U.S. officials call the possible election of an Iranian-style theocratic government in Iraq “the nightmare scenario” but say they believe the chances of it are remote. But still, Iran’s ties to the new Iraq run deep, and there is little doubt that Iraq’s Shiite majority will do well at the polls and maintain close links with its powerful Shiite neighbor.
Grand Ayatollah Ali al-Sistani, one of Iraq’s most influential Shiite clerics, was born in Iran, although he advocates more separation between religion and politics for Iraq. Millions of Iraqis are de facto dual citizens who took refuge in Iran during Saddam’s regime and are now returning to Iraq.

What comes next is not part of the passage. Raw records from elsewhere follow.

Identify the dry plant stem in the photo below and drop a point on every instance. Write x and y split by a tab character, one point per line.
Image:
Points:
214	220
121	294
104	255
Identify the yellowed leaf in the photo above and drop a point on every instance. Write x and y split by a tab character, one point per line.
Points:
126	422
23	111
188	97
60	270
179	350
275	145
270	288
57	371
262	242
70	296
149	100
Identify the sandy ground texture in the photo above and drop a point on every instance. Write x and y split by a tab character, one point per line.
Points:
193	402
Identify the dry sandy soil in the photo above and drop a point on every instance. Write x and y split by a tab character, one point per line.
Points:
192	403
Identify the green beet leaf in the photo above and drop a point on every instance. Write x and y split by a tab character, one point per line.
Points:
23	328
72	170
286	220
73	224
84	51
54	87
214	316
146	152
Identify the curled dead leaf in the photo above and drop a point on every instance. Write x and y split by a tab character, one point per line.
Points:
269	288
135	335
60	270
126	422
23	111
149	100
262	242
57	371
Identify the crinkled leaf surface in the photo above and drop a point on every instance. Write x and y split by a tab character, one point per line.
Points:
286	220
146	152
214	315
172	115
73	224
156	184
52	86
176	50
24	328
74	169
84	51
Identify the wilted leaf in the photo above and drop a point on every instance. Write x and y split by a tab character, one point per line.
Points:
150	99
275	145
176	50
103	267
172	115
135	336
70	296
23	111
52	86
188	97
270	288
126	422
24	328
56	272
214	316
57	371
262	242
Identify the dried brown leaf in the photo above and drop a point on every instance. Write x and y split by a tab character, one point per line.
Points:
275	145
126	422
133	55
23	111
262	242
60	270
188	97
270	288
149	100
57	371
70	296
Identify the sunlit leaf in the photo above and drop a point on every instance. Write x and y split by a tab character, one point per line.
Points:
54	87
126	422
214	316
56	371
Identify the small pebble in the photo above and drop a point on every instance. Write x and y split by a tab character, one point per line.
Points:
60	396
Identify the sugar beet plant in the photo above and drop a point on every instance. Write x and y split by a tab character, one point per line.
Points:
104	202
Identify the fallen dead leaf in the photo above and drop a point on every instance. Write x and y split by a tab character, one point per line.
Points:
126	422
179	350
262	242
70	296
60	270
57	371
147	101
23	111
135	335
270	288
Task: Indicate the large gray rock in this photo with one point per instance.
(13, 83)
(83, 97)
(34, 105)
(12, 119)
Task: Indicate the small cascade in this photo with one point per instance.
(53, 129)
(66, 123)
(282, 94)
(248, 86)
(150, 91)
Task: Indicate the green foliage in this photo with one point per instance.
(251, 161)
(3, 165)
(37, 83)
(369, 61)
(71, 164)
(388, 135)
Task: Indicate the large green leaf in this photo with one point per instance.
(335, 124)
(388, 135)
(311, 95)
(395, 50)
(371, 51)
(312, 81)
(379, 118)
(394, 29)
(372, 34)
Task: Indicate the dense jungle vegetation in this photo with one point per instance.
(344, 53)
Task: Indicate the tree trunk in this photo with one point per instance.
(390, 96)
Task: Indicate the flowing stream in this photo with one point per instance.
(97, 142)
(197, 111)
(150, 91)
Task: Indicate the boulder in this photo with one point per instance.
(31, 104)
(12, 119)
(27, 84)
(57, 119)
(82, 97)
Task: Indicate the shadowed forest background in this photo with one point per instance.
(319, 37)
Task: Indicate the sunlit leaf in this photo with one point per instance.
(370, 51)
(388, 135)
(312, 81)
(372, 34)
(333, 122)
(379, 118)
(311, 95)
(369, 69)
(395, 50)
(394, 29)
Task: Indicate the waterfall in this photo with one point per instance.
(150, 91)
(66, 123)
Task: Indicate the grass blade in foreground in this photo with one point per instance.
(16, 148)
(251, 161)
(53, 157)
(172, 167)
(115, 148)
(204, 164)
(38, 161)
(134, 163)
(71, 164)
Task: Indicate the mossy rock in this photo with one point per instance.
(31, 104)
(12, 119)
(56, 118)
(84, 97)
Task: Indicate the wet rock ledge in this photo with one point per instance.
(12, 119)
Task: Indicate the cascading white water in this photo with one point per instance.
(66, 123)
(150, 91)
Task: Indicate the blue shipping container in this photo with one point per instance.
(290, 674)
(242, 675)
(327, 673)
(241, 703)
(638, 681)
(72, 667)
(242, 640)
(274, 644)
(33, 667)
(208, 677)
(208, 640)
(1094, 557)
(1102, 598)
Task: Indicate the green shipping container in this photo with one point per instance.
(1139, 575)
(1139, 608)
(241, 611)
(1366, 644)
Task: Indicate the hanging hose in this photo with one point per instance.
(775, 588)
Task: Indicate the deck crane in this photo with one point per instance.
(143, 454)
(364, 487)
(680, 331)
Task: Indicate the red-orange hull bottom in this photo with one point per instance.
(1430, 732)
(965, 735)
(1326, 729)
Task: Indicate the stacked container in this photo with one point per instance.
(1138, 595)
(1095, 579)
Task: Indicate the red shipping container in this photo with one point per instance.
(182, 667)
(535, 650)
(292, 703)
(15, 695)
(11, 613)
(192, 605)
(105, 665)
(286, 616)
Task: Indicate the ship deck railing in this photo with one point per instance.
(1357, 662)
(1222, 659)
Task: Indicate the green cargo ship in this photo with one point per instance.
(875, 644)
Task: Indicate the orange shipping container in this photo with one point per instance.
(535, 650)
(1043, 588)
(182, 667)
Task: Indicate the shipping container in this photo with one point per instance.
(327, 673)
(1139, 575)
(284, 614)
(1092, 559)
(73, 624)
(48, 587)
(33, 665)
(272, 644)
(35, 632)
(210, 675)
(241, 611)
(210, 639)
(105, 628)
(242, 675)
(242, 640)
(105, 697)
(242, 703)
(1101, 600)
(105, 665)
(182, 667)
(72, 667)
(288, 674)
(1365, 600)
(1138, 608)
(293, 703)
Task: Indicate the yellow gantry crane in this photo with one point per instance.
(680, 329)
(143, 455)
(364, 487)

A popular party in Iraq, the Supreme Council for the Islamic Revolution in Iraq, was formed in Iran in the 1980s during Saddam’s persecution of Iraqi Shiites. Abdul Aziz Hakim, head of the party, has received funding from Iran and met several times with Iran’s supreme leader, Ayatollah Ali Khamenei.
Some Iran specialists in Washington say the new political realities in the region will force Iran and the United States to work toward friendlier relations based on newfound common interests, such as stability in Iraq. But Iranian exiles, longtime enemies of Tehran, say the situation can only get worse.
“It is safe to say that the No. 1 beneficiary of the Iraq war unwittingly was the fundamentalist regime in Iran,” said Safavi. “It goes without saying that if, in fact, the Iranian clerics succeed in their plan, the whole region will be in a lot of trouble because you would have not one, but two fundamentalist regimes.”